The Meeting at Telgte
- First edition (German)
- Author: Günter Grass
- Original title: Das Treffen in Telgte
- Translator: Ralph Manheim
- Language: German
- Publisher: Luchterhand
- Publication date: 1979
- Publication place: West Germany
- Published in English: 1981
- Pages: 182
- ISBN: 347286480X

= The Meeting at Telgte =

1979 novel by Günter Grass

The Meeting at Telgte (Das Treffen in Telgte) is a 1979 novel by the West German writer Günter Grass. The narrative revolves around a fictional meeting for intellectuals hosted by Simon Dach during the Thirty Years' War. The story combines a depiction of leading seventeenth-century literary figures with an analogy for the post-World War II society in Germany, and of Group 47 in West Germany, of which Grass was a member.

==Reception==
Theodore Ziolkowski wrote in The New York Times that "Grass has chosen his historical analogy with brilliant precision" and that "the book is diverting as a history of 17th-century German literature, liberally sprinkled with quotations from the works and poetic treatises of the period." Ziolkowski continued: "All in all, however, the story remains a lifeless literary construct.

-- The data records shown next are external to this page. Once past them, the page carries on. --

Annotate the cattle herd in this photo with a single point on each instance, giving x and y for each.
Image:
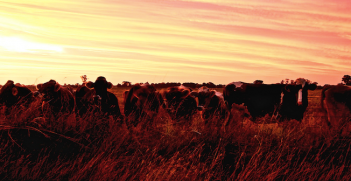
(281, 101)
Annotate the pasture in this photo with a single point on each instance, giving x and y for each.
(106, 149)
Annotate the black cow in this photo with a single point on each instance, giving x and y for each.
(213, 104)
(180, 103)
(336, 102)
(56, 100)
(289, 101)
(141, 102)
(99, 100)
(15, 95)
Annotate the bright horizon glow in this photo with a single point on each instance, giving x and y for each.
(20, 45)
(175, 41)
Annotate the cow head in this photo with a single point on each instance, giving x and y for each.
(298, 91)
(11, 93)
(100, 86)
(49, 90)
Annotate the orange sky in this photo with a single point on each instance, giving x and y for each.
(174, 41)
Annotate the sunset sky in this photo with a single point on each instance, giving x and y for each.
(217, 41)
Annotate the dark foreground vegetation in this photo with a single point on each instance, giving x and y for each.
(95, 148)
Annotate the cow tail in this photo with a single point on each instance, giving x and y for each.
(128, 103)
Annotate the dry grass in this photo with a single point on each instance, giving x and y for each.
(94, 148)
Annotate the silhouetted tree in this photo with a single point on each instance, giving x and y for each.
(346, 79)
(126, 84)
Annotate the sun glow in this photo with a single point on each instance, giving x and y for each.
(20, 45)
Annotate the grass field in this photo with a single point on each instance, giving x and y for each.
(161, 149)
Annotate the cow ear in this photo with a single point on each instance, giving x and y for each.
(90, 84)
(312, 86)
(57, 87)
(109, 85)
(39, 86)
(14, 91)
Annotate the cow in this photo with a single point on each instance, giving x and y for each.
(212, 104)
(141, 102)
(16, 95)
(294, 99)
(180, 102)
(336, 103)
(99, 100)
(288, 101)
(56, 100)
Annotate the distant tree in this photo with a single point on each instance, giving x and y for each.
(84, 78)
(346, 79)
(126, 84)
(258, 82)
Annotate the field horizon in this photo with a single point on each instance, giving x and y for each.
(93, 148)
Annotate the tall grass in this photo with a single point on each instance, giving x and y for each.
(100, 148)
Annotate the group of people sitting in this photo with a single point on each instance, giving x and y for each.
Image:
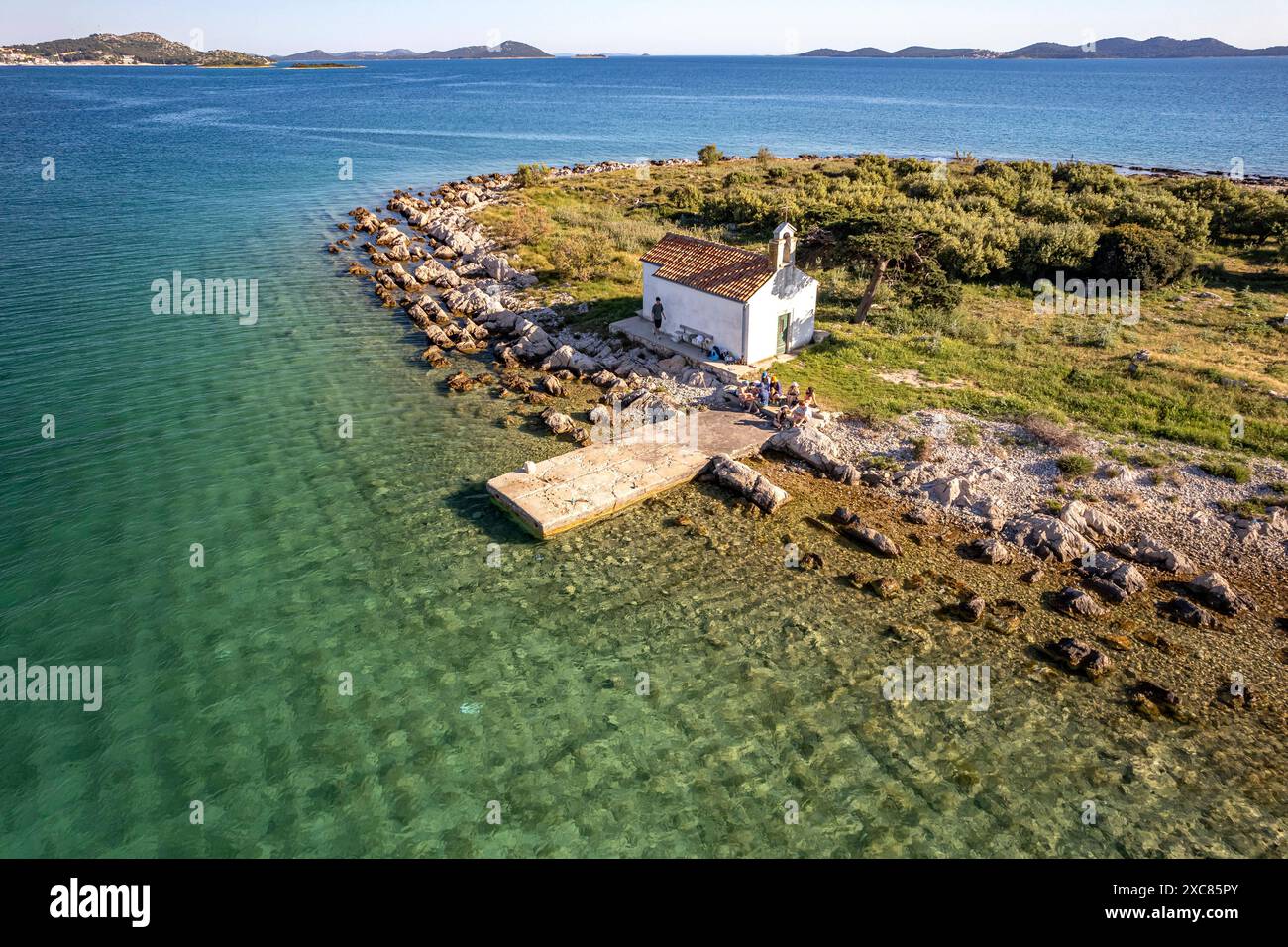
(794, 407)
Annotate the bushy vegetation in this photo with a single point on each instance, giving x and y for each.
(961, 247)
(1227, 470)
(529, 175)
(709, 155)
(1076, 464)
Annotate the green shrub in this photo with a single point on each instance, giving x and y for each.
(1227, 470)
(1044, 249)
(531, 175)
(1134, 253)
(1074, 464)
(1080, 176)
(686, 197)
(580, 258)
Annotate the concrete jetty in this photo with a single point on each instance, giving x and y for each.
(600, 479)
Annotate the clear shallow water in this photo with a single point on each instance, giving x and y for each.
(370, 556)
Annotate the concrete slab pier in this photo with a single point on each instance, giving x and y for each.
(593, 482)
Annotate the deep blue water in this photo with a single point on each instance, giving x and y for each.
(329, 556)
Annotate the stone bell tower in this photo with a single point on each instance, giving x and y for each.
(782, 248)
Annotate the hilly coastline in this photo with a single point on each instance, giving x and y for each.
(128, 50)
(1112, 48)
(510, 50)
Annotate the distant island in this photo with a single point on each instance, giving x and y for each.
(1112, 48)
(129, 50)
(510, 50)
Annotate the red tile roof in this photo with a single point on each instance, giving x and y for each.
(716, 268)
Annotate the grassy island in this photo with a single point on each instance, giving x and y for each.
(927, 281)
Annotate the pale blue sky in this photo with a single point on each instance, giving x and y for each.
(657, 26)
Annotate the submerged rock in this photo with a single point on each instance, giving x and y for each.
(1188, 613)
(991, 551)
(1047, 538)
(1149, 552)
(1112, 579)
(872, 540)
(746, 482)
(436, 357)
(1214, 590)
(1077, 656)
(1077, 604)
(558, 423)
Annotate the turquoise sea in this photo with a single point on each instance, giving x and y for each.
(370, 556)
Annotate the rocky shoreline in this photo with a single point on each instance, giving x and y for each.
(1207, 553)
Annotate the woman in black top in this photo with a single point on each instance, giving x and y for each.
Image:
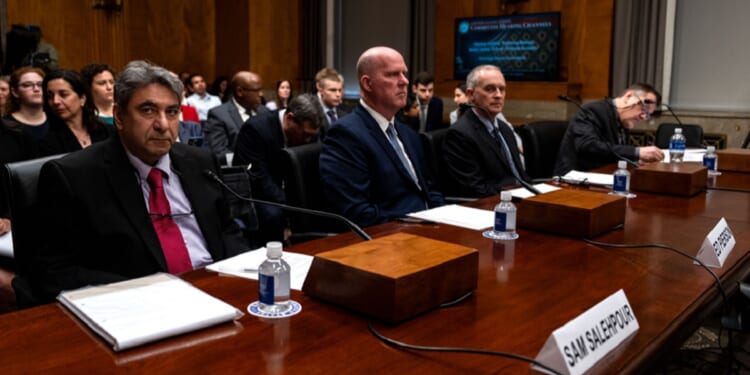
(73, 122)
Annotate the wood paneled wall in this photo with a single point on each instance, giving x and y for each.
(220, 37)
(585, 42)
(213, 37)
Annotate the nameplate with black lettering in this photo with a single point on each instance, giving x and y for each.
(717, 245)
(582, 342)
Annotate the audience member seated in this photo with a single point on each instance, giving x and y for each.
(260, 142)
(134, 204)
(100, 80)
(330, 86)
(201, 100)
(219, 88)
(459, 97)
(282, 97)
(480, 150)
(430, 107)
(224, 122)
(27, 101)
(4, 95)
(372, 167)
(73, 122)
(409, 115)
(598, 134)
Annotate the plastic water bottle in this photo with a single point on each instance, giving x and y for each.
(505, 218)
(711, 161)
(621, 184)
(273, 281)
(677, 146)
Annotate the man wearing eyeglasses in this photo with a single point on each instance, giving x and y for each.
(597, 135)
(224, 122)
(135, 204)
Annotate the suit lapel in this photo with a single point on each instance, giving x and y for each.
(123, 181)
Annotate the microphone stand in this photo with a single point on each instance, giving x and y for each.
(354, 227)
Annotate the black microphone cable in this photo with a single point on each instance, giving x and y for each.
(354, 227)
(717, 281)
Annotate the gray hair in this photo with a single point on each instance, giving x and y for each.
(306, 107)
(138, 74)
(473, 77)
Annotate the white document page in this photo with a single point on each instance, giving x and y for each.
(523, 193)
(138, 311)
(460, 216)
(577, 177)
(246, 265)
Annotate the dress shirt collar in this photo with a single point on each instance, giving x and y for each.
(380, 119)
(143, 169)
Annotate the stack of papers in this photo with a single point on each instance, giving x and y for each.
(246, 265)
(135, 312)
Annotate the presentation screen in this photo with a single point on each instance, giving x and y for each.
(524, 46)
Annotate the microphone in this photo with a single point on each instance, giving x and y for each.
(588, 115)
(520, 179)
(354, 227)
(672, 112)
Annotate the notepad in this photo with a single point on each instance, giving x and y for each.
(138, 311)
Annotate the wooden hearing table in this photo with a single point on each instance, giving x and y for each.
(527, 289)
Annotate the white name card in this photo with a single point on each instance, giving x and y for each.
(717, 245)
(582, 342)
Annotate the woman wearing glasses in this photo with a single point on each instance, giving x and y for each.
(73, 121)
(27, 105)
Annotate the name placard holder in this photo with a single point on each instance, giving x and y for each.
(717, 245)
(578, 345)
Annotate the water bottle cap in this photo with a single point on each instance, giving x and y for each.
(273, 249)
(506, 196)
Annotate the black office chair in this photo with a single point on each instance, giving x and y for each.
(541, 142)
(303, 188)
(693, 135)
(432, 144)
(20, 182)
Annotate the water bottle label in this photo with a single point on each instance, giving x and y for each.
(710, 163)
(620, 184)
(265, 289)
(501, 221)
(677, 144)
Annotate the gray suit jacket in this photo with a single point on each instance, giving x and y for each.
(222, 126)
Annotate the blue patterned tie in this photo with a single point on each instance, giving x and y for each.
(393, 138)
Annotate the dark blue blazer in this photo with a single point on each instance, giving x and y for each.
(363, 177)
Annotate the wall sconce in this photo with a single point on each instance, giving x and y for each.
(111, 5)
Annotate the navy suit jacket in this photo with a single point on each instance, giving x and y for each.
(363, 177)
(475, 159)
(99, 230)
(222, 126)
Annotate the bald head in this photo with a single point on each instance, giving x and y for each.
(245, 87)
(382, 80)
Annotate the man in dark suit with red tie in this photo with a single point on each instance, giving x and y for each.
(372, 167)
(480, 152)
(136, 204)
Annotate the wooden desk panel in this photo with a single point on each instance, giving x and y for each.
(527, 288)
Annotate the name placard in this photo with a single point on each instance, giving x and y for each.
(717, 245)
(582, 342)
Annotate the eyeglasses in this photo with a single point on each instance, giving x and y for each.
(645, 105)
(28, 85)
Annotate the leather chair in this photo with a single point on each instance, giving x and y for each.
(303, 188)
(20, 181)
(693, 135)
(541, 143)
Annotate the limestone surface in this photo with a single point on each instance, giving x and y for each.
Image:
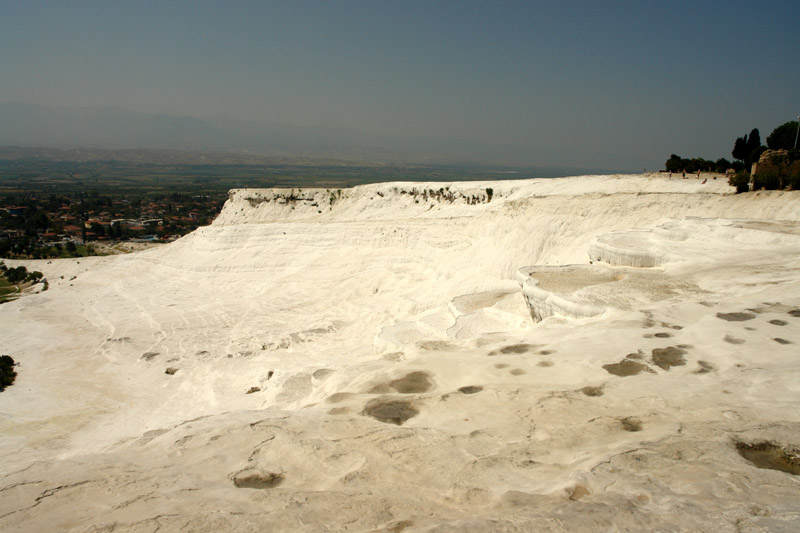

The author, whose unerring sense of place put his native Danzig on the literary map along with Kafka's Prague, Joyce's Dublin, and Bellow's Chicago, has not succeeded in giving us a persuasive Westphalian town of the 17th century. With the exception of Dach and the young Grimmelshausen, whose ebullient novels anticipated Grass's own explosive works, none of the literary figures comes alive."